The future is scary for two reasons:
1) Either we don’t know what’s going to happen, and we’re afraid.
2) Or we do know what’s going to happen, and we’re afraid.
But we don’t really know what’s going to happen.
And honestly I don’t think I want to know. If I did, I probably wouldn’t have the strength to move forward with my current reality. There’s a quote in Harry Potter and the Deathly Hallows, when Dumbledore is talking to Snape, and he says, “Harry must not know, not until the last moment, not until it is necessary, otherwise how could he have the strength to do what must be done?” And this quote is important because from the very beginning, when we meet Harry Potter in Harry Potter and the Sorcerer’s Stone, we learn that the dark wizard, Voldemort, is out to kill Harry. He’s already killed Harry’s parents and stolen a childhood that might have been filled with joy, young Harry surrounded by a family who loved him. He might have grown up warm and happy, with siblings and even pets. Instead, he was raised by a cruel aunt and uncle, mostly neglected, and certainly verbally abused at every turn. And yet, Harry continues to live (through seven more books!)—despite the fact that his past reality was kind of crappy and there’s a maniac with a death wish out to get him.
Like Harry, we don’t get to choose what happens to us. We must respond by going on living despite the scary stuff.
So how can we have the strength to do what must be done?
I’m a Christian, so it’s easy for me to say “With God, all things all possible.” And while that’s true, it’s not true in the way you think. Despite praying harder, having more faith, and giving it the ‘ol college, we still may find that some things remain impossibly out of reach.
But we can remain strong by staying connected to God.
Remember this verse?
“Remain in me, as I also remain in you. No branch can bear fruit by itself; it must remain in the vine. Neither can you bear fruit unless you remain in me. I am the vine; you are the branches. If you remain in me and In in you, you will bear much fruit; apart from me you can do nothing….This is to my Father’s glory, that you bear much fruit, showing yourselves to be my disciples.”—John 15:5,8
And it’s this fruit that is so important in combatting fear. Without it, I’d be a blubbering mess.
But the fruit of the Spirit is love, joy, peace, patience, kindness, goodness, faithfulness, gentleness and self control. Against such things there is no law.—Galatians 5:22-23
When we say we want to know the future what we really want is the assurance that the future is good and that we’re going to be okay;.

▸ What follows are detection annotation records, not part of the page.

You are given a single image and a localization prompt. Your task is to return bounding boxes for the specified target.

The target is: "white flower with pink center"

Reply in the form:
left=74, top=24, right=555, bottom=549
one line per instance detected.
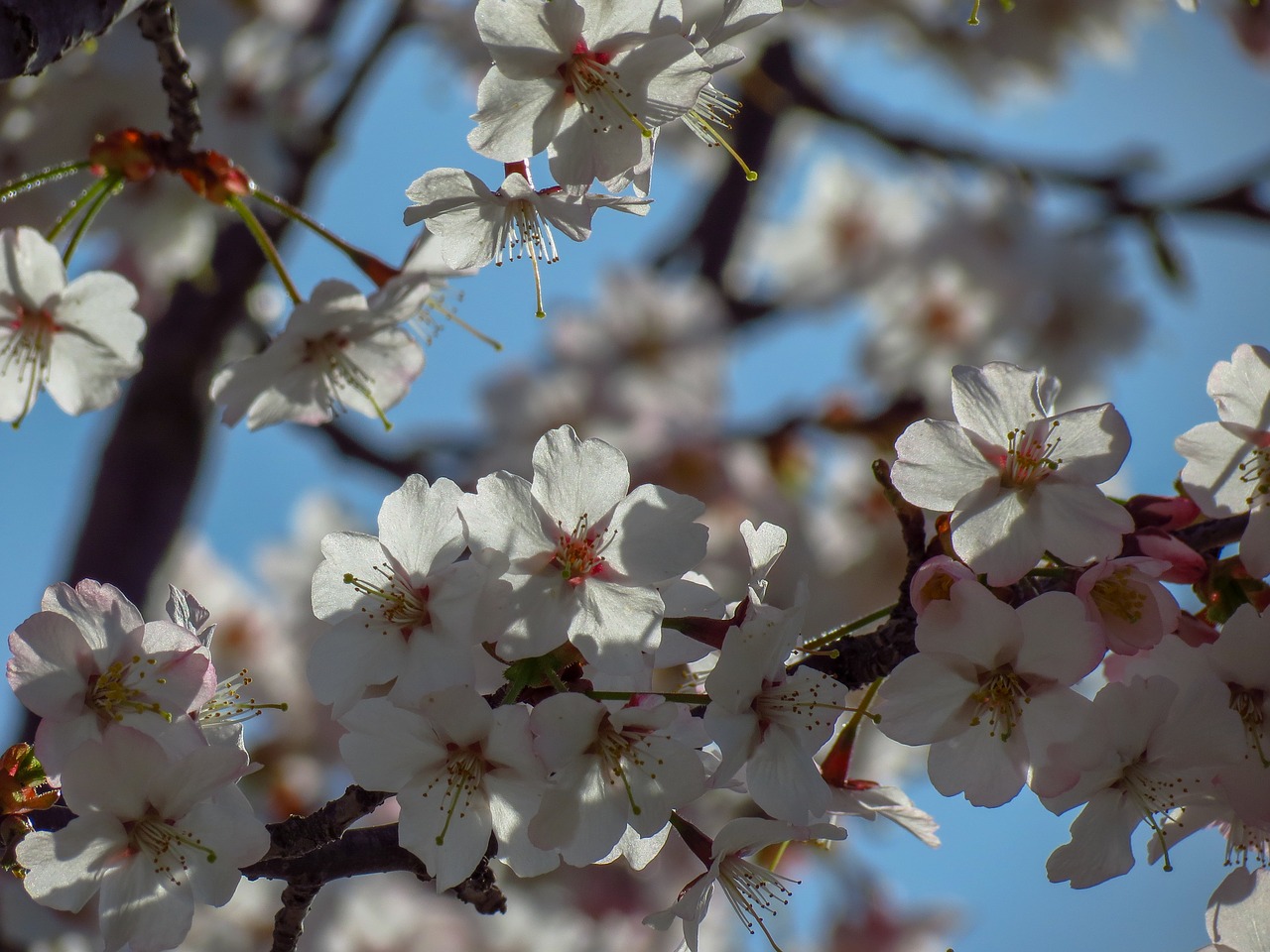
left=308, top=475, right=496, bottom=717
left=1174, top=344, right=1270, bottom=577
left=1076, top=556, right=1181, bottom=654
left=18, top=727, right=269, bottom=952
left=0, top=227, right=146, bottom=426
left=210, top=280, right=431, bottom=430
left=875, top=580, right=1103, bottom=806
left=530, top=694, right=706, bottom=866
left=459, top=426, right=706, bottom=674
left=5, top=579, right=216, bottom=774
left=1036, top=675, right=1242, bottom=889
left=644, top=816, right=847, bottom=952
left=703, top=586, right=847, bottom=822
left=892, top=362, right=1133, bottom=585
left=339, top=686, right=559, bottom=890
left=467, top=0, right=710, bottom=185
left=404, top=163, right=650, bottom=317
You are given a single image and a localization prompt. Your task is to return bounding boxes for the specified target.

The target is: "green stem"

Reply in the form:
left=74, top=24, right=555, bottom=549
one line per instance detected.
left=251, top=189, right=400, bottom=287
left=802, top=606, right=895, bottom=653
left=227, top=195, right=304, bottom=304
left=842, top=678, right=885, bottom=744
left=45, top=178, right=109, bottom=242
left=0, top=159, right=91, bottom=202
left=63, top=176, right=123, bottom=264
left=586, top=690, right=710, bottom=704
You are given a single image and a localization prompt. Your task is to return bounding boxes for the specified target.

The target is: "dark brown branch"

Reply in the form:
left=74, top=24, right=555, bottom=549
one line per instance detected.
left=242, top=824, right=432, bottom=883
left=242, top=824, right=507, bottom=952
left=262, top=784, right=391, bottom=862
left=780, top=36, right=1270, bottom=227
left=269, top=880, right=322, bottom=952
left=137, top=0, right=203, bottom=160
left=306, top=422, right=431, bottom=480
left=804, top=459, right=926, bottom=688
left=1174, top=513, right=1248, bottom=554
left=0, top=0, right=141, bottom=80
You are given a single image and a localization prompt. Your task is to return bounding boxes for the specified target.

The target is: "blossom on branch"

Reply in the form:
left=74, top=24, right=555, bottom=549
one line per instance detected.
left=467, top=0, right=710, bottom=185
left=0, top=227, right=146, bottom=427
left=18, top=727, right=269, bottom=952
left=459, top=426, right=706, bottom=674
left=892, top=362, right=1133, bottom=585
left=5, top=579, right=216, bottom=774
left=1174, top=344, right=1270, bottom=577
left=403, top=170, right=650, bottom=317
left=644, top=816, right=847, bottom=952
left=210, top=281, right=430, bottom=430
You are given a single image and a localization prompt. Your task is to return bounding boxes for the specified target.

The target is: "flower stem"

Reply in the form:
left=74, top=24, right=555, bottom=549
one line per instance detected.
left=226, top=194, right=304, bottom=304
left=0, top=159, right=91, bottom=202
left=586, top=690, right=710, bottom=704
left=45, top=178, right=108, bottom=241
left=251, top=189, right=401, bottom=287
left=63, top=176, right=123, bottom=264
left=802, top=606, right=895, bottom=653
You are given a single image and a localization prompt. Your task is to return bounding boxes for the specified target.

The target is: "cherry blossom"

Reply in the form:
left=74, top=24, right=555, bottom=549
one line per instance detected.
left=1199, top=867, right=1270, bottom=952
left=644, top=817, right=847, bottom=952
left=0, top=227, right=146, bottom=427
left=1076, top=556, right=1181, bottom=654
left=5, top=579, right=216, bottom=772
left=210, top=281, right=430, bottom=430
left=18, top=727, right=269, bottom=952
left=892, top=362, right=1133, bottom=585
left=704, top=586, right=847, bottom=822
left=309, top=475, right=484, bottom=717
left=339, top=685, right=557, bottom=890
left=1038, top=675, right=1238, bottom=889
left=876, top=580, right=1103, bottom=806
left=530, top=694, right=706, bottom=866
left=1174, top=344, right=1270, bottom=577
left=467, top=0, right=710, bottom=185
left=459, top=426, right=706, bottom=674
left=404, top=169, right=649, bottom=317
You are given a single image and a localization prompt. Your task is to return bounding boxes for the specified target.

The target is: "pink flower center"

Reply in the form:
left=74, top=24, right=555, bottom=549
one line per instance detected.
left=123, top=807, right=216, bottom=886
left=1089, top=566, right=1147, bottom=625
left=970, top=665, right=1028, bottom=742
left=83, top=654, right=172, bottom=725
left=996, top=420, right=1063, bottom=490
left=559, top=40, right=653, bottom=137
left=344, top=562, right=432, bottom=639
left=552, top=513, right=612, bottom=586
left=1239, top=446, right=1270, bottom=507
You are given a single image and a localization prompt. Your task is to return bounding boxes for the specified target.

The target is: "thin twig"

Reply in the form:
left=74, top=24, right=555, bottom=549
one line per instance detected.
left=264, top=784, right=391, bottom=860
left=137, top=0, right=203, bottom=160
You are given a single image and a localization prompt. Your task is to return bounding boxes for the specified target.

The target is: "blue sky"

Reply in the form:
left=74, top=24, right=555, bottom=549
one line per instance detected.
left=0, top=3, right=1270, bottom=952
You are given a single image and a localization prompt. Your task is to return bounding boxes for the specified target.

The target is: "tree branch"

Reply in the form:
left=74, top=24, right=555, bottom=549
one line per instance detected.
left=0, top=0, right=142, bottom=80
left=137, top=0, right=203, bottom=160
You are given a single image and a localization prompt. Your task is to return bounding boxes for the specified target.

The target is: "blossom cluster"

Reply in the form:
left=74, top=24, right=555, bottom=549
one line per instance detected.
left=876, top=344, right=1270, bottom=944
left=309, top=426, right=904, bottom=948
left=5, top=580, right=269, bottom=952
left=404, top=0, right=781, bottom=317
left=8, top=345, right=1270, bottom=949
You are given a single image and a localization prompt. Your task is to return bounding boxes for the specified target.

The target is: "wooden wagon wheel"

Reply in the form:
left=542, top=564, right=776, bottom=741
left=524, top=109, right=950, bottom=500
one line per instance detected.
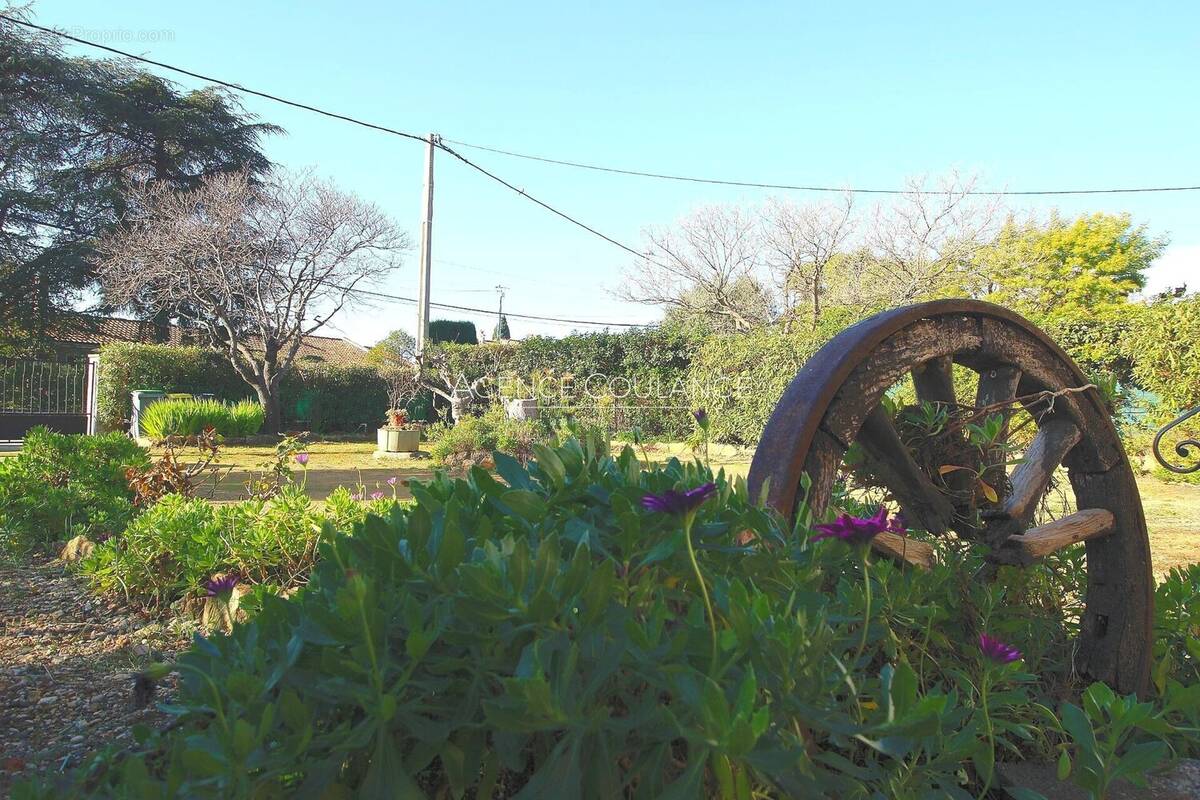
left=749, top=300, right=1153, bottom=691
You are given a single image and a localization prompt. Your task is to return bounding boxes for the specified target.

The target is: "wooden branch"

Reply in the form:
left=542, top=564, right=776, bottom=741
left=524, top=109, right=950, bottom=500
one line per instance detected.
left=992, top=509, right=1116, bottom=566
left=1001, top=417, right=1082, bottom=524
left=858, top=405, right=954, bottom=534
left=984, top=416, right=1082, bottom=549
left=976, top=366, right=1021, bottom=501
left=912, top=356, right=958, bottom=405
left=871, top=533, right=934, bottom=570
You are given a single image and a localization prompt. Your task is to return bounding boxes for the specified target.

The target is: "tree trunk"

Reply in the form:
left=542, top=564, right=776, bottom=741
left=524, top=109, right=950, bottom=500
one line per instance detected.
left=254, top=385, right=283, bottom=433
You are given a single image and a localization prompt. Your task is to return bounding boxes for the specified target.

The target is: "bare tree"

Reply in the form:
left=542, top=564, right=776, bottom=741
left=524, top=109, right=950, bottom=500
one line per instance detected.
left=862, top=173, right=1001, bottom=306
left=762, top=192, right=854, bottom=326
left=616, top=205, right=772, bottom=331
left=97, top=173, right=408, bottom=432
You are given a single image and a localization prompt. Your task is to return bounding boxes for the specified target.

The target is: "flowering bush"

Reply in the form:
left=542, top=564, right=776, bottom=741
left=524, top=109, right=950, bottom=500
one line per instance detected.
left=79, top=486, right=400, bottom=610
left=22, top=441, right=1198, bottom=800
left=0, top=428, right=149, bottom=553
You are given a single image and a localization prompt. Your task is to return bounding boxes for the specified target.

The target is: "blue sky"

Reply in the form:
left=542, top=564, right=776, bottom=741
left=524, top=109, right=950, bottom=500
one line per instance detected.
left=28, top=0, right=1200, bottom=343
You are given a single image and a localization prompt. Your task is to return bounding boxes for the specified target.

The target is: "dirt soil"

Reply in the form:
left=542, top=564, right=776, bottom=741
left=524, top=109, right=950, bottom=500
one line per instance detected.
left=0, top=560, right=186, bottom=798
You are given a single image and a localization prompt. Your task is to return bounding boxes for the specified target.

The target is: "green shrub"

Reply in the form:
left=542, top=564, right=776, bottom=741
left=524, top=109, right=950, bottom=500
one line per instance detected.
left=138, top=397, right=266, bottom=440
left=28, top=441, right=1198, bottom=799
left=79, top=486, right=390, bottom=610
left=427, top=405, right=534, bottom=467
left=96, top=343, right=388, bottom=432
left=688, top=321, right=836, bottom=445
left=438, top=326, right=700, bottom=438
left=0, top=428, right=149, bottom=553
left=229, top=401, right=266, bottom=437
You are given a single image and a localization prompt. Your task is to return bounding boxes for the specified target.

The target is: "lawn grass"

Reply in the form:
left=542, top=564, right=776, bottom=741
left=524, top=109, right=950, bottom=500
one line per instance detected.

Neither of those things might be true.
So how can we maximize the time we have in the present?
“Remain in me.”
That phrase is firmly grounded in the present. And here’s the reward, the Fruit of the Spirit. There is no fear in the fruit of the spirit—just love, joy, peace, patience, kindness, goodness, faithfulness, gentleness, and self control.
You may be lonely, frustrated, scared, paralyzed, and uncertain about what’s next, but what’s next is out of focus.
“Remain in me, and I in you, and you will bear much fruit.”
When we’re scared and we don’t know what’s next can we have more joy? Experience more peace? Practice more patience? Live more faithful?
I think it’s possible.
The root cause of your fear is part of a larger story, and all stories have a beginning, a middle, and an end. You may not understand this messy middle until you get to the very end.
That’s what happened to Harry Potter. He kept going, even though it looked like he was walking straight into his own grave.
Sometimes the only way forward is through.
And remember, experience, no matter how scary or unpredictable or marked by hardship, is ever wasted.